A Generative AI–Based Decision-Support Framework for Early-Stage Architectural Design: Evidence from Sustainable Tiny Houses
DOI:
https://doi.org/10.59543/nnc2a471Keywords:
Generative Artificial Intelligence, Design Decision Support, Text-to-Image Models, Architectural Design Reasoning, Sustainable Tiny HouseAbstract
This study investigates the potential of generative artificial intelligence–based text-to-image models as early-stage decision-support tools in sustainable tiny house design. Within the conceptual design process, the study systematically models key components—formal schema development, material selection, and spatial atmosphere—through a controlled prompt framework that enables structured comparison of design alternatives. Design outputs generated by diffusion-based models, including ChatGPT (DALL·E 3), Copilot, and Gemini AI, are evaluated using a multi-criteria framework encompassing sustainability principles (use of natural materials, compact planning, energy-efficient openings), typological consistency, and overall design quality. To examine how prompt variations shape design outcomes, three analytical dimensions are defined: (1) morphological decisions (plan layout, roof typology, form), (2) material decisions (timber, recycled composites, hybrid systems), and (3) spatial atmosphere (daylighting, color palette, interior warmth). The findings show that text-to-image workflows not only accelerate the generation of design alternatives but also enable a structured interpretation of how different design options align with specified criteria. In this sense, generated outputs function as interpretable design propositions that can be comparatively assessed within a transparent evaluation logic.
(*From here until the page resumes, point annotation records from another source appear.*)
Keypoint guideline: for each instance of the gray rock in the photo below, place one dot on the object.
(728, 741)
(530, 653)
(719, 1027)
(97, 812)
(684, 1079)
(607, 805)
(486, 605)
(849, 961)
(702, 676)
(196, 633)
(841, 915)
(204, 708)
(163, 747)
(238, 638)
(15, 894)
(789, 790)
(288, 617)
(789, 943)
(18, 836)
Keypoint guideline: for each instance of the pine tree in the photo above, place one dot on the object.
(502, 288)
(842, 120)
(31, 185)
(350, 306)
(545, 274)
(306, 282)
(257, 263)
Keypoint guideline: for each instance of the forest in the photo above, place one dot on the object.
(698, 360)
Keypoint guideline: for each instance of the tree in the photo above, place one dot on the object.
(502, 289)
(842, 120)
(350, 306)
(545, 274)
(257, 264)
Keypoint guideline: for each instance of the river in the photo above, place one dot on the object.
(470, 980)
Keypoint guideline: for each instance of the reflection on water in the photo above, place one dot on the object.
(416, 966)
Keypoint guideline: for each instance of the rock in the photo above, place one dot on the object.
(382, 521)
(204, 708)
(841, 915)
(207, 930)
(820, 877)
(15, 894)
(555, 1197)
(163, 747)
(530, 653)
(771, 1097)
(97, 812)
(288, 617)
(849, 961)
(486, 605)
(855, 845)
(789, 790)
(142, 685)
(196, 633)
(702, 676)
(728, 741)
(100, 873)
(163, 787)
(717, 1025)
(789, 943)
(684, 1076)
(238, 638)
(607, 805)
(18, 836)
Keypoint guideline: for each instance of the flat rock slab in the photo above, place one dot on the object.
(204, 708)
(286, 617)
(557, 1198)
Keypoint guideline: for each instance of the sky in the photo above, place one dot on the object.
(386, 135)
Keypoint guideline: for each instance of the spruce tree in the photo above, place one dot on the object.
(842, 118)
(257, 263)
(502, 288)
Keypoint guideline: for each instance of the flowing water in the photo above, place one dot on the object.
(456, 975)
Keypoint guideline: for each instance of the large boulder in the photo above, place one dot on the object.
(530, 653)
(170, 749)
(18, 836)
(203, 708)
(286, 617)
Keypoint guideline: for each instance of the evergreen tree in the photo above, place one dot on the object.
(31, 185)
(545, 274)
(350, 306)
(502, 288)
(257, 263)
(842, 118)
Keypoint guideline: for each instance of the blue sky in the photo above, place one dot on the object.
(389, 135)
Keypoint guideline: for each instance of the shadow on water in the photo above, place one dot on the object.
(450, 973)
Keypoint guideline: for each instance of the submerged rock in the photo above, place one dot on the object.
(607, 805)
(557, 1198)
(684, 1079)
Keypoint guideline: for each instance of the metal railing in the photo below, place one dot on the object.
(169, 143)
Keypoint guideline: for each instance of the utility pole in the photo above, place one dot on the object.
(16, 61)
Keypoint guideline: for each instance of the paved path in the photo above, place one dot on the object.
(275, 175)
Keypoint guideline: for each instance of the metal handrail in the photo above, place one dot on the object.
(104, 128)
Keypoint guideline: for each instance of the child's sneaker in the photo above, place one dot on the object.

The results further suggest that generative AI supports designers by externalizing design reasoning, facilitating the exploration, comparison, and justification of early-stage decisions. These results position generative AI as a viable component of next-generation design decision-support systems, particularly in contexts where rapid iteration, multi-criteria evaluation, and the articulation of design reasoning are critical.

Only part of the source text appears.